The European League Against Rheumatism (EULAR) Sjögren's Syndrome (SS) Disease Activity Index (ESSDAI) and the EULAR SS Patient-Reported Index (ESSPRI) were recently developed. We aimed to determine whether patients' symptoms differed between patients with and without systemic involvement and if the disease-specific indices correlated with each other in primary SS.

Methods

Fifteen French centers included 395 primary SS patients in the Assessment of Systemic Signs and Evolution in Sjögren's Syndrome Cohort. At enrollment, physicians completed the ESSDAI, the SS Disease Activity Index (SSDAI), and the Sjögren's Systemic Clinical Activity Index (SCAI), and patients completed the ESSPRI, the Sicca Symptoms Inventory, and the Profile of Fatigue and Discomfort. All scores were compared between patients with and without systemic involvement. Correlations between scores of systemic activity and patients' symptoms were obtained.

Results

At enrollment, 120 (30.4%) patients had never experienced systemic complication and 155 (39.2%) patients and 120 (30.4%) patients had, respectively, only past or current systemic manifestations. Past or current systemic patients had higher levels of symptoms, except dryness. The ESSDAI did not correlate with the patient-scored ESSPRI (rho = 0.06, P = 0.30), whereas the SSDAI and the SCAI, which include subjective items, did correlate (rho = 0.28 and 0.25, respectively; P < 0.0001 for both).

Conclusion

Alterations of common patient-reported outcomes are present in all patients with primary SS, including those with systemic complications. However, patient symptoms and systemic complications are 2 different facets of primary SS. Therefore, the use of both systemic and patients' indices, such as the ESSDAI and ESSPRI, are useful. Since these 2 facets weakly overlap, one should identify which of both components is the main target of the treatment to test, when designing clinical trials in primary SS.


Introduction

  1. Top of page
  2. Abstract
  3. Introduction
  4. Patients and methods
  5. Results
  6. Discussion
  7. AUTHOR CONTRIBUTIONS
  8. ACKNOWLEDGMENTS
  9. REFERENCES

Primary Sjögren's syndrome (SS) is a systemic disorder characterized by lymphocytic infiltration and progressive destruction of exocrine glands.
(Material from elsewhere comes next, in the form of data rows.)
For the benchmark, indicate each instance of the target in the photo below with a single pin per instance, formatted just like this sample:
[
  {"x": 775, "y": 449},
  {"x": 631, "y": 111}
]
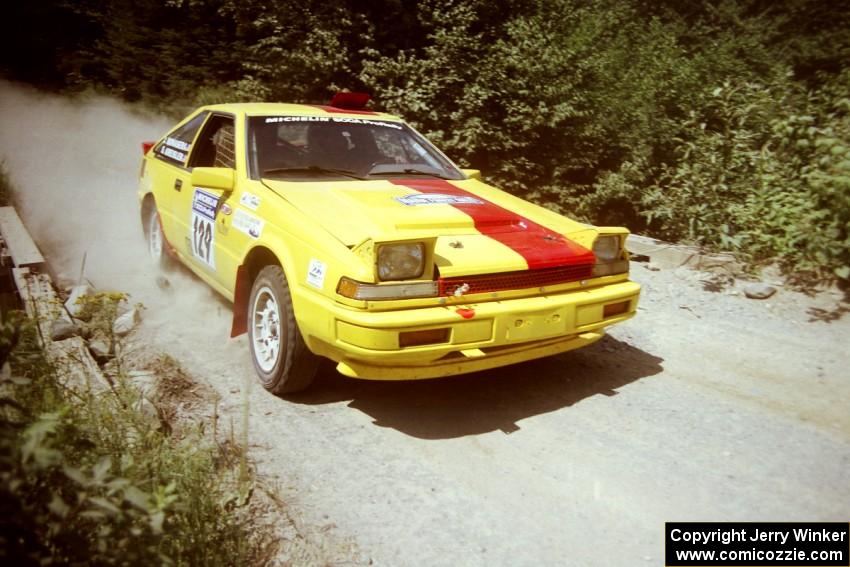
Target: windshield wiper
[
  {"x": 410, "y": 170},
  {"x": 314, "y": 169}
]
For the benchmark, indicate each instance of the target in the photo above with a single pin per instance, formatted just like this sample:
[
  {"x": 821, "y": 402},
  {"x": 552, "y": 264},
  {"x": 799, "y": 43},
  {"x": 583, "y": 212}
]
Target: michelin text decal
[{"x": 437, "y": 199}]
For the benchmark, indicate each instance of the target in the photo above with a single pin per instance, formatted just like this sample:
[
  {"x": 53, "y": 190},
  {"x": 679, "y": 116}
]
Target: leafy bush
[{"x": 91, "y": 478}]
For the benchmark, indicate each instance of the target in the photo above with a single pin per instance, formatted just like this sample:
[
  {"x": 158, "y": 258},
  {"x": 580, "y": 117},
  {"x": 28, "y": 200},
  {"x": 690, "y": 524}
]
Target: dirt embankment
[{"x": 706, "y": 406}]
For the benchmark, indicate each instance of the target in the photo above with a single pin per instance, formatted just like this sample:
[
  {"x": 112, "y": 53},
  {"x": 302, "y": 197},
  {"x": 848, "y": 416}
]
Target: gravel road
[{"x": 706, "y": 406}]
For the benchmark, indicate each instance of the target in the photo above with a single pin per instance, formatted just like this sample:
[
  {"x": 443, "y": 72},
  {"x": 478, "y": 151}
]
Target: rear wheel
[{"x": 281, "y": 358}]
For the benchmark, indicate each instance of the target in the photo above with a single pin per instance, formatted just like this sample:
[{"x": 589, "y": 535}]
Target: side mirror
[
  {"x": 472, "y": 173},
  {"x": 213, "y": 178}
]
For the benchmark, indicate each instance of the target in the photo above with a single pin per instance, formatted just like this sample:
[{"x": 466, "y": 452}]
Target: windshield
[{"x": 302, "y": 148}]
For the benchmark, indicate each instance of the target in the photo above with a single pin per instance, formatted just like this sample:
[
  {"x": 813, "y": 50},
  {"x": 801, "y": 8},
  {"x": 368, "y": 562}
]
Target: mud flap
[
  {"x": 169, "y": 249},
  {"x": 240, "y": 302}
]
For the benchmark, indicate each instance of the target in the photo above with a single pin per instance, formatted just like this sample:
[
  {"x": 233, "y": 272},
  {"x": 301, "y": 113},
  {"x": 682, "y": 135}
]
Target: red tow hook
[{"x": 465, "y": 312}]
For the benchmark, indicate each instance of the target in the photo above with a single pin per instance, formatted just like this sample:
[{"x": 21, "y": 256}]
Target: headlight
[
  {"x": 607, "y": 248},
  {"x": 401, "y": 261}
]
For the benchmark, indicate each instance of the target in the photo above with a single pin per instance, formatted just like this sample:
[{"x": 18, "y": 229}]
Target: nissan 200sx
[{"x": 343, "y": 233}]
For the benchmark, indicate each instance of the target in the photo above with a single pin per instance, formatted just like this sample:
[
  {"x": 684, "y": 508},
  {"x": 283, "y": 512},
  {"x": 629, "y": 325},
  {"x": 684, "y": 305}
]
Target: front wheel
[
  {"x": 282, "y": 360},
  {"x": 156, "y": 240}
]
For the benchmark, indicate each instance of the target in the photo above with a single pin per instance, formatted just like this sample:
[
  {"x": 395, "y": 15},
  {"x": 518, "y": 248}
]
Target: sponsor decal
[
  {"x": 316, "y": 273},
  {"x": 416, "y": 199},
  {"x": 173, "y": 154},
  {"x": 250, "y": 201},
  {"x": 538, "y": 245},
  {"x": 336, "y": 120},
  {"x": 203, "y": 235},
  {"x": 178, "y": 144},
  {"x": 248, "y": 223}
]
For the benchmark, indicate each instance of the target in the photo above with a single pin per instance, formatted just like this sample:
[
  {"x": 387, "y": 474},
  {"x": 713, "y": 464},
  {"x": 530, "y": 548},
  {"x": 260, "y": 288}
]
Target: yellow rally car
[{"x": 342, "y": 233}]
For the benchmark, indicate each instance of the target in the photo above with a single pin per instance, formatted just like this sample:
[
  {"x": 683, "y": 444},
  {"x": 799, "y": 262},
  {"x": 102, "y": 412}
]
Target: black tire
[
  {"x": 290, "y": 367},
  {"x": 155, "y": 239}
]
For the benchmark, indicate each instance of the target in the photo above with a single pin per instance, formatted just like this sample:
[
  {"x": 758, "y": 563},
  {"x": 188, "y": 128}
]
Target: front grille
[{"x": 489, "y": 283}]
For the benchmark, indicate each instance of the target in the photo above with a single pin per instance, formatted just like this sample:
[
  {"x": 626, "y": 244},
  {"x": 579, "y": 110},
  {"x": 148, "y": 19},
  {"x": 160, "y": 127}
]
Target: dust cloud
[{"x": 74, "y": 164}]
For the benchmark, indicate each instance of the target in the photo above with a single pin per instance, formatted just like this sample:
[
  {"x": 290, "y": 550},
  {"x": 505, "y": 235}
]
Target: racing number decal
[
  {"x": 202, "y": 239},
  {"x": 203, "y": 233}
]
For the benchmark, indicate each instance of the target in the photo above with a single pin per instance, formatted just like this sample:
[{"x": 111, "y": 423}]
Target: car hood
[{"x": 476, "y": 230}]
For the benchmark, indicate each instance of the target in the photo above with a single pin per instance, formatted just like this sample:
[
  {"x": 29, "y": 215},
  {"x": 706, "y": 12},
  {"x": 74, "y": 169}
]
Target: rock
[
  {"x": 146, "y": 382},
  {"x": 99, "y": 347},
  {"x": 63, "y": 329},
  {"x": 126, "y": 322},
  {"x": 759, "y": 291},
  {"x": 77, "y": 292},
  {"x": 148, "y": 409}
]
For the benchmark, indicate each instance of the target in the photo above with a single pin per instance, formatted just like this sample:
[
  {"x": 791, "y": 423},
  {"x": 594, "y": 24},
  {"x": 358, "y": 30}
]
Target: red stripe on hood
[{"x": 539, "y": 246}]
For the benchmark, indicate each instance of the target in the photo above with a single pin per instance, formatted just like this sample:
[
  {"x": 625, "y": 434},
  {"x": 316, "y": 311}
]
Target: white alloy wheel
[
  {"x": 267, "y": 329},
  {"x": 281, "y": 358}
]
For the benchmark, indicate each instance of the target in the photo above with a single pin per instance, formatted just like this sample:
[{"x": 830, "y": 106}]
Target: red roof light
[{"x": 352, "y": 101}]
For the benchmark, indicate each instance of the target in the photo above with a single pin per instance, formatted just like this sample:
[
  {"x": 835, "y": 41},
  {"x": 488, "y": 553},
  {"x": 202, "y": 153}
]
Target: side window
[
  {"x": 215, "y": 146},
  {"x": 176, "y": 146}
]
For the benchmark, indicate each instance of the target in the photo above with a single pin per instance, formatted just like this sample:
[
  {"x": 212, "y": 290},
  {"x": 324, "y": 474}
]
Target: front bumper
[{"x": 366, "y": 344}]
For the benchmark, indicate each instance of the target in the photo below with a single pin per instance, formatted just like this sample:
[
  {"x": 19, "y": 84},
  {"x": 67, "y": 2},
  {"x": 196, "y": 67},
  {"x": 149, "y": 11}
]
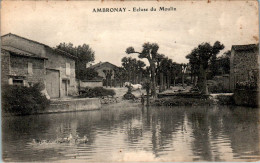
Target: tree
[
  {"x": 109, "y": 74},
  {"x": 194, "y": 65},
  {"x": 203, "y": 54},
  {"x": 150, "y": 52},
  {"x": 120, "y": 75},
  {"x": 88, "y": 73},
  {"x": 183, "y": 70},
  {"x": 140, "y": 69},
  {"x": 223, "y": 62},
  {"x": 134, "y": 68},
  {"x": 84, "y": 55},
  {"x": 159, "y": 72}
]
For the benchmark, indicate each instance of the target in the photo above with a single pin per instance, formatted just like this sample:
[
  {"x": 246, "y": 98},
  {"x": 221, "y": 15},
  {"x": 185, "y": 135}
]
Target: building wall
[
  {"x": 241, "y": 63},
  {"x": 91, "y": 84},
  {"x": 5, "y": 67},
  {"x": 55, "y": 61},
  {"x": 18, "y": 66},
  {"x": 23, "y": 44},
  {"x": 58, "y": 62}
]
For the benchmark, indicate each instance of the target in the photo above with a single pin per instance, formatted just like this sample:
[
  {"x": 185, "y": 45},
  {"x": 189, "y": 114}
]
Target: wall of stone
[
  {"x": 91, "y": 84},
  {"x": 5, "y": 68},
  {"x": 19, "y": 66},
  {"x": 58, "y": 62}
]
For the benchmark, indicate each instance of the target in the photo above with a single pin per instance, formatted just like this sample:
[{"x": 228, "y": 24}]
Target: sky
[{"x": 110, "y": 33}]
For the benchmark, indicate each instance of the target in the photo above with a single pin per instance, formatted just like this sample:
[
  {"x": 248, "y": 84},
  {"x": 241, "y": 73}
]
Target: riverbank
[{"x": 66, "y": 105}]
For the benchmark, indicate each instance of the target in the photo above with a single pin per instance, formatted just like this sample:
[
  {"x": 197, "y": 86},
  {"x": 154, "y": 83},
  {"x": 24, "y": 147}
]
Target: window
[
  {"x": 30, "y": 71},
  {"x": 18, "y": 82},
  {"x": 67, "y": 68}
]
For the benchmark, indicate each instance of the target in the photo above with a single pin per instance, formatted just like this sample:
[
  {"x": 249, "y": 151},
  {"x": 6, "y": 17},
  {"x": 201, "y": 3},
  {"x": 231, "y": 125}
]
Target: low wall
[
  {"x": 71, "y": 105},
  {"x": 246, "y": 97},
  {"x": 91, "y": 83}
]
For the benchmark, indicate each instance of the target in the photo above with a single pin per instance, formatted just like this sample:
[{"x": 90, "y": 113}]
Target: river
[{"x": 126, "y": 131}]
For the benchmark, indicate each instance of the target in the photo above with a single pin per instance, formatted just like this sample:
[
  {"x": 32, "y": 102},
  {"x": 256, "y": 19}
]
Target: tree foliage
[
  {"x": 150, "y": 52},
  {"x": 201, "y": 57},
  {"x": 84, "y": 54}
]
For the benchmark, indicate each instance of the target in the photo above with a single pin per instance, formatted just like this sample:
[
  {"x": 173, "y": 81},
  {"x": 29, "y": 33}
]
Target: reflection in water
[{"x": 119, "y": 133}]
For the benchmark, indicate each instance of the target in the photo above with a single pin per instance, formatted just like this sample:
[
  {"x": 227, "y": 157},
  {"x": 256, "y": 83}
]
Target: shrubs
[
  {"x": 252, "y": 85},
  {"x": 97, "y": 92},
  {"x": 182, "y": 101},
  {"x": 23, "y": 100},
  {"x": 225, "y": 100}
]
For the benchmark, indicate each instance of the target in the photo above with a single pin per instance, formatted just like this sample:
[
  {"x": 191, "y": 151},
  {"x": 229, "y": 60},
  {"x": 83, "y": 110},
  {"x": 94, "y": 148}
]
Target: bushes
[
  {"x": 218, "y": 88},
  {"x": 182, "y": 101},
  {"x": 23, "y": 100},
  {"x": 97, "y": 92}
]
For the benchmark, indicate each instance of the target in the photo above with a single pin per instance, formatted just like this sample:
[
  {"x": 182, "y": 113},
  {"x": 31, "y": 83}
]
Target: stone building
[
  {"x": 55, "y": 68},
  {"x": 21, "y": 68},
  {"x": 100, "y": 67},
  {"x": 244, "y": 64}
]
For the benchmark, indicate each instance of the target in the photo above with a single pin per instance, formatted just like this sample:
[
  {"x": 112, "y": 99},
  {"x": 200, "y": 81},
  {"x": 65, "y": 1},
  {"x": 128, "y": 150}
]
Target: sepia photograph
[{"x": 130, "y": 81}]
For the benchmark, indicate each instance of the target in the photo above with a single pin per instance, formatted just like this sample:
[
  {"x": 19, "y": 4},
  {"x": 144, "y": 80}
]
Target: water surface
[{"x": 129, "y": 132}]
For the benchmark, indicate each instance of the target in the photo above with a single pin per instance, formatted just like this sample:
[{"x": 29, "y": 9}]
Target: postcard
[{"x": 135, "y": 81}]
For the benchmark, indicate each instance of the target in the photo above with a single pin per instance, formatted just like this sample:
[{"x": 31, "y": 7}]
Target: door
[{"x": 53, "y": 83}]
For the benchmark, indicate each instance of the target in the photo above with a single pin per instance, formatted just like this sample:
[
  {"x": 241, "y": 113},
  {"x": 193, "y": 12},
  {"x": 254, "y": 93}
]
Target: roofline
[
  {"x": 66, "y": 53},
  {"x": 25, "y": 39},
  {"x": 22, "y": 55},
  {"x": 233, "y": 46}
]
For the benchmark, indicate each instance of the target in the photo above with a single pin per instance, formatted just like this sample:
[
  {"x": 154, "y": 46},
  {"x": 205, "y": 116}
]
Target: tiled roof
[
  {"x": 245, "y": 47},
  {"x": 61, "y": 52},
  {"x": 10, "y": 34},
  {"x": 19, "y": 52}
]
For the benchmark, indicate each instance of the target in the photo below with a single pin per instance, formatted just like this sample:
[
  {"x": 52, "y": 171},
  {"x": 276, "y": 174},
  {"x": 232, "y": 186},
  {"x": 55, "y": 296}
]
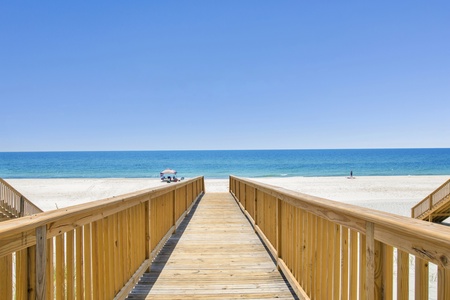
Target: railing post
[
  {"x": 41, "y": 260},
  {"x": 22, "y": 207},
  {"x": 278, "y": 230},
  {"x": 174, "y": 209},
  {"x": 370, "y": 261},
  {"x": 148, "y": 237}
]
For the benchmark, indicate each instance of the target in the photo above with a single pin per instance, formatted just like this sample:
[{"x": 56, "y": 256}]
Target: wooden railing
[
  {"x": 431, "y": 200},
  {"x": 332, "y": 250},
  {"x": 96, "y": 250},
  {"x": 14, "y": 202}
]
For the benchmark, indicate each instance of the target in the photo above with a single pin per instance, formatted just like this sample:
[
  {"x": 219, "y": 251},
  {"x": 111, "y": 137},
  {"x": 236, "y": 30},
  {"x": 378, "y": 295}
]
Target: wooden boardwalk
[{"x": 215, "y": 254}]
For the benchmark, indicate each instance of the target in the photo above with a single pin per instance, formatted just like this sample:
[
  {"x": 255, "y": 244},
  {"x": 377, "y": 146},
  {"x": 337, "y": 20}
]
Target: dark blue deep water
[{"x": 220, "y": 164}]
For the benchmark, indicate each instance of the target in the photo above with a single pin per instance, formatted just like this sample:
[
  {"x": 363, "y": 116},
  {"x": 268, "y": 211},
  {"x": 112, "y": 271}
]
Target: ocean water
[{"x": 220, "y": 164}]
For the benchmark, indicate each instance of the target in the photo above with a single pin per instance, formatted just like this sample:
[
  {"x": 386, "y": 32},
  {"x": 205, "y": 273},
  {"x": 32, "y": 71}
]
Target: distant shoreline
[{"x": 395, "y": 194}]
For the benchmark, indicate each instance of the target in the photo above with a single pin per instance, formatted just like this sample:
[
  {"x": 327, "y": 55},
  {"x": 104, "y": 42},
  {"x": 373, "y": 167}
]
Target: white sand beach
[{"x": 394, "y": 194}]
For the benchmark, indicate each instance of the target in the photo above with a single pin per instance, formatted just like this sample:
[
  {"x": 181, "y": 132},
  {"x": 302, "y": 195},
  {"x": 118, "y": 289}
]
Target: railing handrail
[
  {"x": 24, "y": 209},
  {"x": 389, "y": 228},
  {"x": 429, "y": 198}
]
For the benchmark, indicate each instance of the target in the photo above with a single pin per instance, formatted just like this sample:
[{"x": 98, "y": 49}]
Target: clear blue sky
[{"x": 151, "y": 75}]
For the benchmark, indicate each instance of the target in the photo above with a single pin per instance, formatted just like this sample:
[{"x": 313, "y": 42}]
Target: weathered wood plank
[{"x": 214, "y": 254}]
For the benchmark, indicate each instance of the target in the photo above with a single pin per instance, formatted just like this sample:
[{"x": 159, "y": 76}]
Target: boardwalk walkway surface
[{"x": 215, "y": 254}]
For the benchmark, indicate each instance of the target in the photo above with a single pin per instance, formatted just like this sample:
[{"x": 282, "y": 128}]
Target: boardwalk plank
[{"x": 215, "y": 254}]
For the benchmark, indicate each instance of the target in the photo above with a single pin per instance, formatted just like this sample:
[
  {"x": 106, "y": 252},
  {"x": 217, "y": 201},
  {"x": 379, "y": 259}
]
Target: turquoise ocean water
[{"x": 220, "y": 164}]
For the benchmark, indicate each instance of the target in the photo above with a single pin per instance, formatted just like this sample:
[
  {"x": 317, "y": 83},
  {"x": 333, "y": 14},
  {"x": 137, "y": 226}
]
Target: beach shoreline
[{"x": 394, "y": 194}]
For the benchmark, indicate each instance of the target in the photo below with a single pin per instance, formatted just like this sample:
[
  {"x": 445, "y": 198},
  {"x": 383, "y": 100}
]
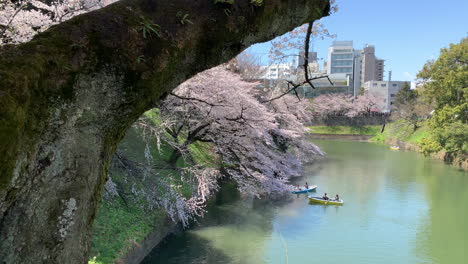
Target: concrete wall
[{"x": 350, "y": 121}]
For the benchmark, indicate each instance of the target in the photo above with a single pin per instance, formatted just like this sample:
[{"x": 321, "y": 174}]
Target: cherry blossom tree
[
  {"x": 260, "y": 146},
  {"x": 21, "y": 20}
]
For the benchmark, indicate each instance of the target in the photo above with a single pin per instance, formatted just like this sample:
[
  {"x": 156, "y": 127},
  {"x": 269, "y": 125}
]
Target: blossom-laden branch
[{"x": 21, "y": 20}]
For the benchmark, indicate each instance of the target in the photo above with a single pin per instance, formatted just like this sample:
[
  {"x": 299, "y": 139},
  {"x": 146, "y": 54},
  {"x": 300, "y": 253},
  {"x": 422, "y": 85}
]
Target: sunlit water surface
[{"x": 399, "y": 208}]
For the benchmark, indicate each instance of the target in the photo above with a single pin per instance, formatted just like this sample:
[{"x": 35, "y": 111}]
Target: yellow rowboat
[{"x": 322, "y": 201}]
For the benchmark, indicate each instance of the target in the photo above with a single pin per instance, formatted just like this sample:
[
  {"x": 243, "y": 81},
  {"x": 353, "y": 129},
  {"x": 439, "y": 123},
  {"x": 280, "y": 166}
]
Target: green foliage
[
  {"x": 148, "y": 28},
  {"x": 429, "y": 145},
  {"x": 224, "y": 2},
  {"x": 361, "y": 91},
  {"x": 120, "y": 224},
  {"x": 404, "y": 131},
  {"x": 405, "y": 95},
  {"x": 119, "y": 228},
  {"x": 446, "y": 84},
  {"x": 183, "y": 18},
  {"x": 354, "y": 130},
  {"x": 256, "y": 2}
]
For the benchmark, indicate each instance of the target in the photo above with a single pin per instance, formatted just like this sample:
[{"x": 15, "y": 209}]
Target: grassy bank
[
  {"x": 125, "y": 220},
  {"x": 350, "y": 130}
]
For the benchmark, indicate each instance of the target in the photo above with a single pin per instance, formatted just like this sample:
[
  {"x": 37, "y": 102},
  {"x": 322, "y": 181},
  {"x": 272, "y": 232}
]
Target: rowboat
[
  {"x": 320, "y": 200},
  {"x": 310, "y": 189}
]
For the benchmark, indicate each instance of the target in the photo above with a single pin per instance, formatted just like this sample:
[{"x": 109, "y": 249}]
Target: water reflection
[{"x": 399, "y": 208}]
The inflammatory process extends beyond the exocrine glands and can potentially affect any organ. As a result, clinical features can be divided into 2 facets: 1) benign but disabling patient symptoms such as dryness, pain, and fatigue that affect almost all patients and 2) systemic potentially severe manifestations that affect 20–40% of patients.

Two disease activity indices have been recently developed by a European League Against Rheumatism (EULAR) SS task force for evaluation of both disease facets: the EULAR SS Disease Activity Index (ESSDAI) ([1]) for systemic features and the EULAR SS Patient-Reported Index (ESSPRI) for patients' symptoms. These indices have never been compared to the other existing tools for real life patients ([2]), i.e., the SS Disease Activity Index (SSDAI) ([3]), the Sjögren's Systemic Clinical Activity Index (SCAI) ([4]), the Profile of Fatigue and Discomfort (PROFAD), and the Sicca Symptoms Inventory (SSI) ([5, 6]).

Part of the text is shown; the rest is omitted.